Akan Dilepas Chevron, Sebenarnya apa sih Proyek IDD Tersebut?

PT Chevron Pacific Indonesia (PT CPI) sedang melakukan kajian untuk melepas posisi operator pada proyek Indonesia Deepwater Development (IDD). Hal ini disampaikan oleh Manager Corporate Communication Chevron, Sonitha Poernomo pada Senin malam (22/1) yang lalu.

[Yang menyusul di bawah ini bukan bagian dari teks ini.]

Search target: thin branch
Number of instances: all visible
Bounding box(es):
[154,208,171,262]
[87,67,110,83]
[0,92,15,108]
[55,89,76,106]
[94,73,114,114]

“Iya (belum tentu jadi operator), itu yang sedang didiskusikan sekarang itu, mengevaluasi siapa yang menjadi operator.Secara keekonomiaan IDD kurang menarik. Kami sudah dapat izin dari SKK Migas untuk membuka data room dan mencari participant yang dapat kerja sama dengan pemerintah saat ini sehingga dapat produksi dengan baik. Saat ini belum ada keputusan akhir siapa yang akan mengelola IDD. Kalau nanti sudah terealisasi, maka akan kami sampaikan,” kata Sonitha usai Rapat Dengar Pendapat (RDP) dengan Komisi VII di Gedung DPR, Jakarta, Senin (20/1)

Sebenarnya apa sih proyek Indonesia Deepwater Development (IDD) tersebut?

Proyek IDD terdiri dari beberapa blok migas, dimana proyek IDD yang sedang dikerjakan oleh Chevron merupakan merupakan IDD tahap kedua dengan kepemilikan hak partisipasi pada proyek IDD Gendalo-Gehem sebesar 63%. Sisanya, dikuasai mitra usaha seperti Eni, Tip Top, Pertamina Hulu Energi, dan Mitra Muara Bakau. Tahap pertama proyek IDD, Lapangan Bangka telah berproduksi sejak Agustus 2016 dan menghasilkan delapan kargo gas alam cair (LNG) yang dikapalkan dari Terminal LNG Bontang, Kalimantan Timur

BACA JUGA  Dua Rencana Investasi NR Menunggu Persetujuan Subholding

Pada tahun 2008 silam, perusahaan pernah mengajukan rencana pengembangan (Plan of Development/PoD) lapangan Gehem dan Gendalo pada 2008 silam dengan nilai investasi mencapai US$6 miliar. Kemudian, nilai investasi tersebut direvisi kembali pada 2013 lalu menjadi US$12 miliar. Namun, pada tahun 2015, Chevron menyerahkan kembali PoD dengan nilai investasi yang meningkat, yakni di kisaran US$9 miliar hingga US$10 miliar. Barulah pada Juni 2018, Chevron mau menurunkan biaya investasi IDD tahap II menjadi US$ 5 miliar. Itu pun setelah Menteri Energi dan Sumber Daya Mineral (ESDM) saat itu, Ignasius Jonan, bertandang ke Washington untuk bernegosiasi dengan Chevron.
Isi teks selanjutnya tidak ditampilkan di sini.